1. "Life is filled with sustained periods of silence. Often. But those periods of God's silence are just as significant as the times when He speaks. They're far more painful, but they are nevertheless significant" (128).

Silence and waiting scare me. As I sit and think and circle my mind around this topic, I still feel lost. I do know, that when I pray tonight, I will cling to the comfort that God is listening.

2. "The turning points of life, the significant events, are often subtle... In the mystery of God's timing, subtle things occur that the sensitive heart picks up. That's the role wisdom plays in life. Reading life's subtleties is what Christian maturity is all about" (129).

Again, I'm going to go back to David Platt's Radical. He says it so uniquely.. it resounds: "In our quest for the extraordinary, we often overlook the importance of the ordinary, and I'm proposing that a radical lifestyle actually begins with an extraordinary commitment to ordinary practices that have marked Christians who have affected the world throughout history."

God is using these humdrum moments to shape us... Sigh... I know. I feel like everything is shaping us. But think back to Esther. She went from being an orphan to being queen. At times she probably experienced boredom. Loneliness. Maybe she dealt with angry customers every day in her previous lifestyle only to learn patience. She had to learn to notice subtleties in life... open circumstances to allow her to share happiness... maybe she had opportunties to share her faith. All elements that God used to shape her for this time!

"Esther had a sensitive ear, a wise heart; she sensed something wasn't quite right. So she didn't push it. She knew when to act-- and she knew when to wait.

Are you as sensitive as that? Do you know when to listen? Do you know when to speak up-- and when to keep quitet? [...] Are you sufficiently in tune with God to read His subtle signals?" (CS 130).

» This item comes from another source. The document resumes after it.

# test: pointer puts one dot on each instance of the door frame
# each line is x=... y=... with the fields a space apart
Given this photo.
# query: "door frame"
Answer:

This is something I need to learn. I do pray for complacence in my present situation. I pray for signs. I get angry when I don't get signs... or sometimes I try to make a sign out of nothing. I need more sensitive ears...

But aren't we so thankful that we have Esther to reference! God's name is absent from the entire book. He is silent in many areas. But when he is very vocal, He is heard.

CS points out again God's surprising sovereignty: "Don't ever try to convince me that some situation in this life is absolutely permanent [...] He can move in the affairs of your community. He can alter decisions of presidents and prime ministers and present-day kings and national dicators. No barrier is too high, no chasm is too wide for Him, because He is not limited by space or time, by the visible ot the invisible" (132).

To nonbelievers, God's suprising sovereignty has other names: luck. coincidence. chance. fate. irony. I love how CS points this out. Cause if you think about it, God has everything numbered. He is motion and time. He makes the patterns and framework. Shouldn't we take great comfort in knowing that He made all things, and He knows what is going to happen??

To close, CS gives us "life preservers" on pages 135-136 to help us with our wait.

1. "The Fog on your lake is neither accidental nor fatal. So while swimming, listen very carefully and patiently for His voice [...] God gave you a mind. God gave you reason. God gave you a unique sensitivity; it's built into your spiritual system, and each person's system is tuned differently."

2. "The workings of God are not related to our clocks; they are related to our crises." Enough said.

3. "The suprises in store are not merely ironic or coinidental, that are sovereignly designed." I love this. We are a mere design in his plan. And He is precise and perfect. As is His timing.

lets rejoice in the upcoming event that is my favorite time of year. also, when you are listening to carols about Baby Jesus, I hope your heart smiles and your day brightens! My favorite part of Little Drummer Boy (Faith Hill edition is my fav.) is the very end.... "then He smiled at me."